Come to this temple when you leave the hall of Seti. There you are in a place of triumph. Scarlet, some say, is the color of a great note sounded on a bugle. This hall is like a bugle-call of the past, thrilling even now down all the ages with a triumph that is surely greater than any other triumphs. It suggests blaze--blaze of scarlet, blaze of bugle, blaze of glory, blaze of life and time, of ambition and achievement. In these columns, in the putting up of them, dead men sought to climb to sun and stars, limitless in desire, limitless in industry, limitless in will. And at the tops of the columns blooms the lotus, the symbol of rising. What a triumph in stone this hall was once, what a triumph in stone its ruin is to-day! Perhaps, among temples, it is the most wondrous thing in all Egypt, as it was, no doubt, the most wondrous temple in the world; among temples I say, for the Sphinx is of all the marvels of Egypt by far the most marvellous.
The grandeur of this hall almost moves one to tears, like the marching past of conquerors, stirs the heart with leaping thrills at the capacities of men. Through the thicket of columns, tall as forest trees, the intense blue of the African sky stares down, and their great shadows lie along the warm and sunlit ground. Listen! There are voices chanting. Men are working here--working as men worked how many thousands of years ago. But these are calling upon the Mohammedan's god as they slowly drag to the appointed places the mighty blocks of stone. And it is to-day a Frenchman who oversees them.
"Help! Help! Allah give us help!
Help! Help! Allah give us help!"
The dust flies up about their naked feet. Triumph and work; work succeeded by the triumph all can see. I like to hear the workmen's voices within the hall of Seti. I like to see the dust stirred by their tramping feet.

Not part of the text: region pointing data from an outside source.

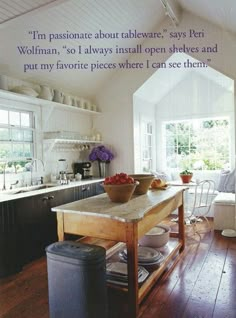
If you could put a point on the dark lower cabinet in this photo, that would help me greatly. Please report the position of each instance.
(10, 250)
(28, 225)
(37, 223)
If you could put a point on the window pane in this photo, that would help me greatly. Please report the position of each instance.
(5, 151)
(28, 150)
(198, 144)
(17, 135)
(28, 135)
(4, 134)
(25, 119)
(3, 116)
(17, 150)
(14, 118)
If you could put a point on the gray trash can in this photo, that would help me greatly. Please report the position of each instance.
(76, 280)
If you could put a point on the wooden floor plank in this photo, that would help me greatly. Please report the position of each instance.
(201, 285)
(177, 299)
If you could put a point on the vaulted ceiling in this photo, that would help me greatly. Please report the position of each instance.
(27, 23)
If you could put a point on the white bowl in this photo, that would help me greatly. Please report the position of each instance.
(156, 237)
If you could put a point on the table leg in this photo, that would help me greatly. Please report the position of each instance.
(60, 226)
(132, 255)
(181, 226)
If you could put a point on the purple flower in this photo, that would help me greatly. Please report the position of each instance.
(101, 153)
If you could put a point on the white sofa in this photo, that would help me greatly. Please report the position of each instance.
(223, 208)
(224, 211)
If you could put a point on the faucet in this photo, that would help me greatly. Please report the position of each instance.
(4, 173)
(33, 160)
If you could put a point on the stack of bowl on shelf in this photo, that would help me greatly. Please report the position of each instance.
(44, 91)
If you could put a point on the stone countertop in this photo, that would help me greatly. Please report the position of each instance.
(132, 211)
(49, 187)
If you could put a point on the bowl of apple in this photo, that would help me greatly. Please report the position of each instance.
(120, 187)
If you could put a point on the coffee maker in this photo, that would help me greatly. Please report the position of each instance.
(84, 168)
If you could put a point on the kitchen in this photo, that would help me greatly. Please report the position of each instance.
(111, 93)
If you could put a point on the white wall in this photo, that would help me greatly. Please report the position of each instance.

And then I like to go once more to the little temple, to enter through its defaced gateway, to stand alone in its silence between the rows of statues with their arms folded upon their quiet breasts, to gaze into the tender darkness beyond--the darkness that looks consecrated--to feel that peace is more wonderful than triumph, that the end of things is peace.
Triumph and deathless peace, the bugle-call and silence--these are the notes of Karnak.